Branchenprimus verschlaeft wichtige Zukunftsmaerkte

12.05.1995

Die Luft wird langsam duenn fuer "Branchenprimus" Banyan, der sich im selbstgewaehlten Marktsegment der grossen heterogenen WANs relativ sicher waehnte vor Konkurrenzprodukten wie Windows NT oder Netware. Doch nachdem es LAN-Emporkoemmling Novell nun endlich im vierten Anlauf geschafft hat, mit Netware 4.1 ein stabiles Netzwerk-Betriebssystem fuer den "Out-of-area"-Einsatz - sprich Weitverkehrsnetze - auf den Markt zu bringen, duerfte fuer den Enterprise-Networking-Spezialisten die Ruhe vorbei sein.
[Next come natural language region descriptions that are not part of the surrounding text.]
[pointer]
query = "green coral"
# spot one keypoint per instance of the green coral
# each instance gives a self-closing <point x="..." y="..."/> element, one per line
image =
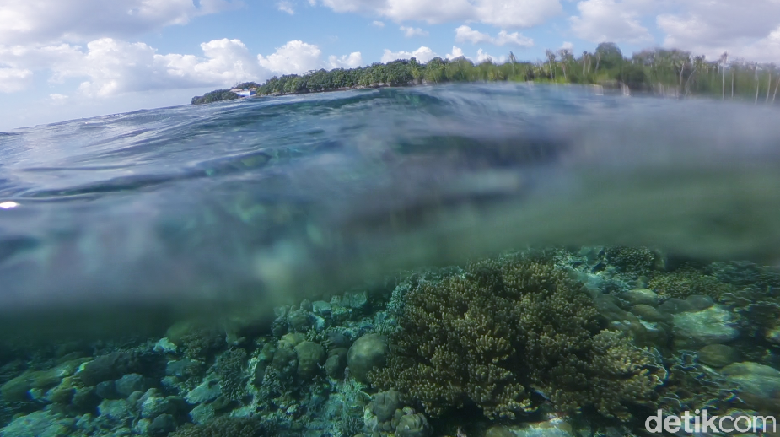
<point x="687" y="282"/>
<point x="224" y="427"/>
<point x="505" y="327"/>
<point x="198" y="340"/>
<point x="639" y="260"/>
<point x="230" y="368"/>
Zugegeben, kaum ein Anwender wird von heute auf morgen von seinem installierten Vines-Netz, das nach vielen Muehen die unterschiedlichen heterogenen Welten zu einem Enterprise Network integriert, zu Novells Netware 4.1 migrieren. Doch wenn die Banyan-Mannschaft nicht aufpasst und weiter die Zeichen der Zeit verschlaeft, koennte dieses Szenario sehr bald Realitaet werden. Zumal die Company, die in der Vergangenheit fuer ihre Innovationsfreudigkeit bekannt war, mit dem neuen Release 6.0 von Vines wenig Ueberraschendes bietet. Native TCP/IP-Unterstuetzung sowie ein Face-lifting bei den remoten Zugriffsmoeglichkeiten duerften kaum reichen, um die Anwender bei der Stange zu halten. Vor allem wenn man bedenkt, dass die Konkurrenz schon seit laengerem an der Integration verschiedener Kommunikationsdienste arbeitet und bereits erste Produkte anbieten kann.

Bliebe noch das Stichwort Heterogenitaet: Sicherlich kann Vines hier gegenueber Netware, das man je nach Standpunkt des Betrachters durchaus als proprietaer bezeichnen kann, entscheidende Punkte verbuchen. Doch sollte Banyan-CEO David Mahoney nicht vergessen, dass in den roten Novell-Boxen neben Netware mit Unixware durchaus ein weiteres Netzwerk-Betriebssystem erhaeltlich ist, das das zur Zeit so populaere TCP/IP-Protokoll unterstuetzt. Und glaubt man Novell-Chef Bob Frankenberg, dann ist es nur eine Frage von Monaten, bis sein Unternehmen die Netware Directory Services auch fuer die Unix-Umgebung herausbringt.

Auch bei den lieferbaren Add-ons sieht es bei Banyan duester aus. Denn ausser dem Directory Service "Streettalk" hat man hier wenig zu bieten. Waehrend Novell mit der Netware Embedded System Technology (Nest) an konkreten Plaenen fuer die kommenden Maerkte im Zusammenhang mit der Vernetzung der Kfz-Elektronik und vieler anderer Maschinen arbeitet, scheint Banyan den rechtzeitigen Einstieg in dieses Geschaeft zu verpassen. Auch die derzeitige Information-Highway-Euphorie ist wohl noch nicht bis Westboro durchgedrungen. Waehrend die Konkurrenten mit Hochdruck versuchen, fuer ihre Netze entsprechende Abrechnungssysteme zu entwickeln, um die Anbieter am

erhofften Goldrausch auf der Datenautobahn partizipieren zu lassen, ist dies bei Banyan noch unkomponierte Zukunftsmusik.